10. All About SAM: System Alerting & Monitoring (Luca Ravazzolo)
In this episode, Luca Ravazzolo — product manager for cloud and container technology — joins the podcast for his second appearance. He's telling us all about SAM (System Alerting & Monitoring), a new component of InterSystems IRIS that users will want to hear about.
To try out SAM, visit this GitHub repository: https://github.com/intersystems-community/sam
For more information about Data Points, visit https://datapoints.intersystems.com.
Derek Robinson 00:00:02 Welcome to Data Points, a podcast by InterSystems Learning Services.
Make sure to subscribe to the podcast on your favorite podcast app. Links can be found at datapoints.intersystems.com. I'm Derek Robinson. And on today's episode, I'll welcome back to the podcast Luca Ravazzolo, Product Manager for Cloud and Containers here at InterSystems, to talk about Systems Alerting and Monitoring in InterSystems IRIS.
Derek Robinson 00:00:39 Welcome to Episode Ten of Data Points by InterSystems Learning Services. Before we get started, I wanted to give a quick reminder to subscribe to the podcast, using the links at datapoints.intersystems.com. You can find links for Apple, Spotify, Google, and Stitcher there. I also wanted to mention that the Developer Community, community.intersystems.com, is the place to interact with us about future topics for the podcast. I typically post every episode as a Developer Community post, and you can feel free to leave comments on those posts. I might also make a discussion post at some point, asking for more ideas to try to give our listeners a chance to submit topics they would like to see covered. So feel free to join the conversation. Back to the episode, I'm joined today by Luca Ravazzolo. You might remember Luca from Episode Two of Data Points, where we covered Kubernetes. Today, Luca is telling us all about Systems Alerting and Monitoring, SAM for short, which is a new component of InterSystems IRIS that you can try out.
Derek Robinson 00:01:39 All right. And welcome back to the podcast Luca Ravazzolo, joining us for the first time since way back on Episode Two, I think it was, of Data Points. Luca, how's it going?
Luca Ravazzolo 00:01:47 It's going very well, Derek, thank you very much. Yeah, it was early days and podcasts from then, right?

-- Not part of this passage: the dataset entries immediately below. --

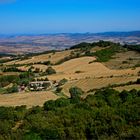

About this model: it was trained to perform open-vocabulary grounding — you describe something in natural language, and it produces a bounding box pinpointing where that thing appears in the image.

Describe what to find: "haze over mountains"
[0,31,140,54]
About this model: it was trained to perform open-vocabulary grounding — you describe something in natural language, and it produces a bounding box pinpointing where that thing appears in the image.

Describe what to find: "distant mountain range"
[0,31,140,53]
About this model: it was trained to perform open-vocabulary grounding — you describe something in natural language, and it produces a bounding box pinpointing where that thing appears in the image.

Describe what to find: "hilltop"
[0,31,140,54]
[0,41,140,107]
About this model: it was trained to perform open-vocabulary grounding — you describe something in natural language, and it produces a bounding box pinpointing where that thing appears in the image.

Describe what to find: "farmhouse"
[29,81,52,91]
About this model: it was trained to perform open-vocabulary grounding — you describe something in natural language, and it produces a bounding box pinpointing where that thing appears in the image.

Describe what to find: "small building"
[29,81,52,91]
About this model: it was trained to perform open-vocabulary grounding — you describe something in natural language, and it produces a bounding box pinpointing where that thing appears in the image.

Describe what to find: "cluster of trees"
[0,87,140,140]
[123,44,140,52]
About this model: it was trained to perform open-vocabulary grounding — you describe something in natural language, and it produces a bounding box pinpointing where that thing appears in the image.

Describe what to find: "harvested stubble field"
[6,50,71,65]
[0,51,140,107]
[63,76,137,96]
[114,85,140,91]
[48,57,140,80]
[0,91,58,108]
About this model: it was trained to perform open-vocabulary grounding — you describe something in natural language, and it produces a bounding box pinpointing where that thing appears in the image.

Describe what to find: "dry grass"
[104,51,140,69]
[114,85,140,91]
[48,57,140,80]
[63,76,137,96]
[0,91,58,108]
[6,50,71,65]
[18,64,48,71]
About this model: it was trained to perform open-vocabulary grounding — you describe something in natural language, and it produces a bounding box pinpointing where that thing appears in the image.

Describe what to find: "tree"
[46,67,56,75]
[69,87,84,99]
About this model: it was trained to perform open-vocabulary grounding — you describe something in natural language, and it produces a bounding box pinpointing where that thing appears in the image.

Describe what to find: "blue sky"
[0,0,140,34]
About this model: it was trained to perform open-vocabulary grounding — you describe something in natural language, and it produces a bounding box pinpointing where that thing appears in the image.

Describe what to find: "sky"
[0,0,140,34]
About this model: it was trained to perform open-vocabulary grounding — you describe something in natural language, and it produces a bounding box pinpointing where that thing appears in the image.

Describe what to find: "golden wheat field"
[0,91,58,108]
[63,76,137,95]
[6,50,71,65]
[48,57,140,80]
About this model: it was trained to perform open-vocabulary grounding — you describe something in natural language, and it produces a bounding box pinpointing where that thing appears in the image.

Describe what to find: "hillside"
[0,31,140,54]
[0,41,140,107]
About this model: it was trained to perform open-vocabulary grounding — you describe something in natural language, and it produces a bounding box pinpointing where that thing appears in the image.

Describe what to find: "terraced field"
[0,91,58,108]
[63,76,137,95]
[6,50,71,65]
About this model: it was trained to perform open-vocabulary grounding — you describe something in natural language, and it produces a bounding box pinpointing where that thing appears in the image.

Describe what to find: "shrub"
[46,67,56,75]
[69,87,84,98]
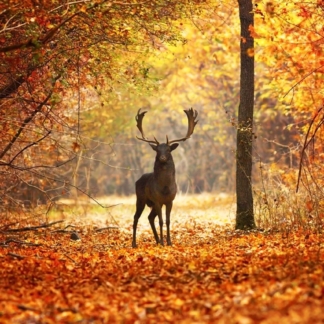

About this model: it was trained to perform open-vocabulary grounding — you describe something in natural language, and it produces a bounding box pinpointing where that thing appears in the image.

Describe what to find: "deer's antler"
[167,108,198,144]
[135,109,160,145]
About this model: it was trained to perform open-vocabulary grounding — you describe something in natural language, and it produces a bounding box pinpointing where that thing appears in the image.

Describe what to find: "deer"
[132,108,198,248]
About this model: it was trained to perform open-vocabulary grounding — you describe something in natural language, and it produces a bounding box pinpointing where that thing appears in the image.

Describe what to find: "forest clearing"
[0,0,324,324]
[0,195,324,324]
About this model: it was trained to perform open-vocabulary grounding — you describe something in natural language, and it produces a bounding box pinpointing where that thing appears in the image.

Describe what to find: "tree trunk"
[235,0,255,230]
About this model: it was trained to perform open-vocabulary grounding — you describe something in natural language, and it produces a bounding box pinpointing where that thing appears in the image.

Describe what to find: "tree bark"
[235,0,255,230]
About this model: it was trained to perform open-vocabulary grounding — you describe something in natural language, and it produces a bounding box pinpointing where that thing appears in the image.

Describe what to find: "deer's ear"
[170,143,179,151]
[150,143,157,151]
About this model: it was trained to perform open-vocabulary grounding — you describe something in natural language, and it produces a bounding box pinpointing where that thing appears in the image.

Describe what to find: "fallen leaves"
[0,215,324,324]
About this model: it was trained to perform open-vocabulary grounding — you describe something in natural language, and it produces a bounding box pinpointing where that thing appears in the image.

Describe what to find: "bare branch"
[167,108,198,144]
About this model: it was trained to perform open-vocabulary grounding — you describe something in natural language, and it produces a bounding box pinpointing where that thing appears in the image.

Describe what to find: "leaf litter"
[0,195,324,324]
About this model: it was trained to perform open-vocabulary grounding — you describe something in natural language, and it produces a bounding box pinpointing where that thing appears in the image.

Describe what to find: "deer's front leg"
[165,202,172,245]
[149,207,160,244]
[156,205,164,245]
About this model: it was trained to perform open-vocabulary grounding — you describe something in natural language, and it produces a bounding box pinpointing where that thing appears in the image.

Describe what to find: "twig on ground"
[0,238,42,246]
[8,252,25,260]
[2,220,64,233]
[95,226,119,232]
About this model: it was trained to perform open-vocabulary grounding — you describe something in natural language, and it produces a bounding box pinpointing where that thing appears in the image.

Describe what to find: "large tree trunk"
[236,0,255,230]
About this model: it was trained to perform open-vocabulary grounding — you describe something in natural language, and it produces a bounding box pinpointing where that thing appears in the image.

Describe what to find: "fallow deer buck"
[132,108,198,248]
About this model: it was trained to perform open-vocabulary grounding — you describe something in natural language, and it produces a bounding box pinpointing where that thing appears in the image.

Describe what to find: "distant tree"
[235,0,255,230]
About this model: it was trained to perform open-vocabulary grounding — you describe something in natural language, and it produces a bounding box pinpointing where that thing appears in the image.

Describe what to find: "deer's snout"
[159,155,167,162]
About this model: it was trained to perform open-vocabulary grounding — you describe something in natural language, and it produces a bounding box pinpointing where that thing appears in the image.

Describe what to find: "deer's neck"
[154,159,175,187]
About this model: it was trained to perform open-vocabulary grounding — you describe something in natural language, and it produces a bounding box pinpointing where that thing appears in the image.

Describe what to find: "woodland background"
[0,0,324,324]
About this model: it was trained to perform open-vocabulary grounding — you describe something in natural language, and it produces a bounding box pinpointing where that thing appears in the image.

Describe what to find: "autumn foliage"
[0,0,324,324]
[0,198,324,323]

Derek Robinson 00:01:53 Yeah, exactly. You were you were one of the first three guests we had in that initial launch, which generated a lot of excitement around it, and I think people are still enjoying the podcast episodes, and we're happy to have you back. So Luca, I know that one of your areas of expertise here at InterSystems is cloud and containers technology. And so what we're going to talk about today is related in some ways, but also a little bit into the system administration area, and that is SAM, or Systems Alerting and Monitoring. So Luca, can you tell us first for the audience, what is SAM? And you know, as we've mentioned offline, it's coming out very soon for InterSystems users.
Luca Ravazzolo 00:02:29 Yes, absolutely. Yeah. We are counting the hours. So, hopefully
everybody can start playing with SAM with the preview that will be launching soon. So System Alerting and Monitoring, or as we call it in a more friendly way, SAM, for short, is just a simplified way of monitoring your InterSystems IRIS clusters. And we wanted to make it very simple. That is really is the main objective. And you know, the reason for that is because we are painfully aware that there are many sites and installation around the world where people don't have time. They don't have resources to either provision and work with a commercial solution or with an open-source solution that you need to cobble together and make sure that it stands up and it works and is fault-tolerant and all that, to monitor systems. So we said, you know, we need to end that era. Everybody needs to be able to monitor their system and not call the WRC, not call support because they have a moment of downtime, because they forgot, if they run out of storage space. People should be really, followed up so they can have alerting and monitoring. And this is what SAM is for. It's very, very simple to set up and run.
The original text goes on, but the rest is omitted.